3

I'm working on a PHP script to automatically decompress and scan tar.gz archives located on an external USB drive, and I've run into a couple of strange problems. Once the script locates an archive, it attempts to create a temporary directory on the USB drive to decompress the archive to. To guarantee a unique temporary directory name (because this script may be running multiple times concurrently), I name the file using a random 5-digit portion of the current time's MD5, like so:

$temp = "/media/$driveName/".substr(md5(microtime()), rand(0, 26), 5);

Because USB drives are not mounted in the server file system, I can't use PHP's built in file management commands (mkdir(), glob(), etc.), and instead can only interact with the file system using terminal commands executed with exec() or shell_exec(). So, to actually create the temporary directory with the above name, I use a basic terminal mkdir command:

shell_exec("mkdir $temp");

Next, I extract the archive to the temporary directory:

shell_exec("tar -xzf $archivePath -C $temp");

Finally, after I've finished analyzing the archive, I delete the temporary directory and its contents:

shell_exec("rm -rf $temp");

However, I'm running into two strange problems:

  1. Occasionally, maybe one out of every five runs, the temporary directory is created with a corrupted name. When displayed using ls directory, it looks something like 06191v??????.???v???. However, when using the tab key to automatically fill in a cd command, it fills in a much longer string, something like 06191v\342\226\200\342\225\232.\342\211\2100v\342\226\200/. I know that the string is fine immediately before passing it to shell_exec() (I've even attempted to use substr() to limit it to the correct length, but to no avail), and that the series of characters following the first slash (so starting at 342) is always the same, regardless of what the initial five characters are (the character in between the initial five and the slash is always a letter but is otherwise random). Other than that, however, I'm at a loss.
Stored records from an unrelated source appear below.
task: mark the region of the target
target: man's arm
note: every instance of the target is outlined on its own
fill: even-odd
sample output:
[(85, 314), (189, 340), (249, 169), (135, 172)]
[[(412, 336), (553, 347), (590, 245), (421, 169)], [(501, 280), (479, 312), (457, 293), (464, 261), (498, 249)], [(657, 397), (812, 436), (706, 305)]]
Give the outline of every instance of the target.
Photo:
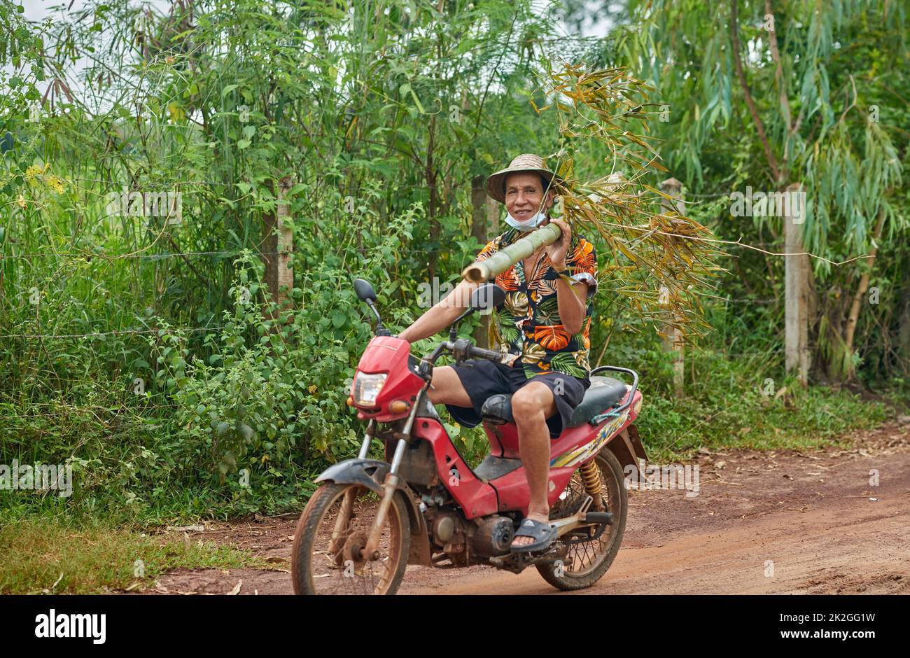
[(560, 309), (562, 327), (570, 334), (577, 334), (581, 330), (581, 324), (588, 310), (587, 299), (587, 283), (569, 285), (562, 277), (556, 279), (556, 304)]
[(455, 287), (454, 290), (418, 318), (410, 327), (399, 333), (398, 337), (410, 343), (415, 343), (438, 334), (468, 309), (470, 293), (477, 289), (478, 285), (477, 283), (461, 281)]

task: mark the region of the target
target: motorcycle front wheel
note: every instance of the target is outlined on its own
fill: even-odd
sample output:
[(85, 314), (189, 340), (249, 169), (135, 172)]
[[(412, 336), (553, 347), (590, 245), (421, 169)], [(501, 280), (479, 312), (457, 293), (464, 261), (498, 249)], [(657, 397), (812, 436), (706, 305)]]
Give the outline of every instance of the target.
[(381, 527), (378, 560), (363, 555), (379, 496), (357, 484), (326, 482), (300, 515), (291, 577), (296, 594), (394, 594), (408, 565), (410, 528), (399, 494)]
  2. For some reason, the shell_exec("rm -rf $temp"); I'm using to delete the temporary directory at the end of the script only works if I execute it twice. If I execute it just once, I get the following error: rm: cannot remove '/media/FILESYSTEM/f3637': Directory not empty, which is weird in and of itself because -rf should be overriding this error. This behavior can be duplicated in the server's command prompt as well.

I can't seem to find anything related to either of these problems online, so I'm hoping that it's just me making a dumb mistake and not a problem with my installation or USB drive. Thanks in advance for any help!

Edit: I actually have a third problem that is probably related to the first. After running the shell_exec("tar -xzf") command to decompress my archive, the resulting directory always has a few strange characters appended to it. For example, for one run with a compressed directory called BOOT, the decompressed directory shows up in the terminal as BOOT??w??????.???w??? and its echo output shows up as BOOT²w▀╚.∙w▀. Upon using tab to fill in the cd command into this directory, I get a string with an almost identical pattern: BOOT\302\262w\342\226\200\342\225\232 2.\342\210\231w\342\226\200/. 99% of the time, this doesn't affect the execution of the script, but occasionally it causes the script to fail to scan the directory.

NinjaBlob
  • 111
  • 6

2 Answers2

0

For #1, seems like some weird characters getting in there.

Tried this on my machine and it seemed to work:

<?php

for($x = 0; $x < 30 ; $x++)
    shell_exec('mkdir ' . substr(md5(microtime()), rand(0, 26), 5));
    sleep(1);

I separated the variable from inside the quotes and added back in with '.'

-Ken

Ken Koch
  • 426
  • 3
  • 12
  • The issue with this is that I need to be able to save the name of the temporary directory to a variable (I could find it using terminal commands but that seems unnecessarily roundabout). I have tried it like this: `shell_exec("mkdir " . $temp);`but it didn't seem to make a difference. – NinjaBlob Jun 25 '13 at 17:42
  • can you just echo the $temp variable out? my guess is some non-ascii characters are getting in there. – Ken Koch Jun 25 '13 at 17:47
  • I tried, but I still had the same problem: `ob_start(); echo $temp; $temp = ob_get_clean();` – NinjaBlob Jun 25 '13 at 17:53
  • what was the output? thats what i was looking for, try using something like this on the name of the temp file: http://stackoverflow.com/a/8781968/1234011 EDIT: if your on windows maybe this answer: http://stackoverflow.com/a/8782114/1234011 – Ken Koch Jun 25 '13 at 17:57
  • Sorry for the misunderstanding! Here's some output: `/media/FILESYSTEM/1a8b7`, `/media/FILESYSTEM/df32b` However, the output is like this even without the script you linked to; the value of $temp always shows up fine when I echo it out, even if it's not once I pass it into `shell_exec()`. – NinjaBlob Jun 25 '13 at 18:02
  • hmm are you on windows? thats the only other thing i can think of, it seems to be working for me on my machine, created > 100 directories – Ken Koch Jun 25 '13 at 18:07
  • The server is hosted on a custom Linux kernel; I'm accessing it through Windows, but the script itself should be executing entirely on Linux. Also, I added some information to my original post. – NinjaBlob Jun 25 '13 at 18:11
0

It turns out that all three problems had the same solution: make the temporary archive somewhere besides the USB drive. I have no idea what was causing the extra characters, but they went away once and for all when I moved the temporary directory location to Linux's /tmp directory.

NinjaBlob
  • 111
  • 6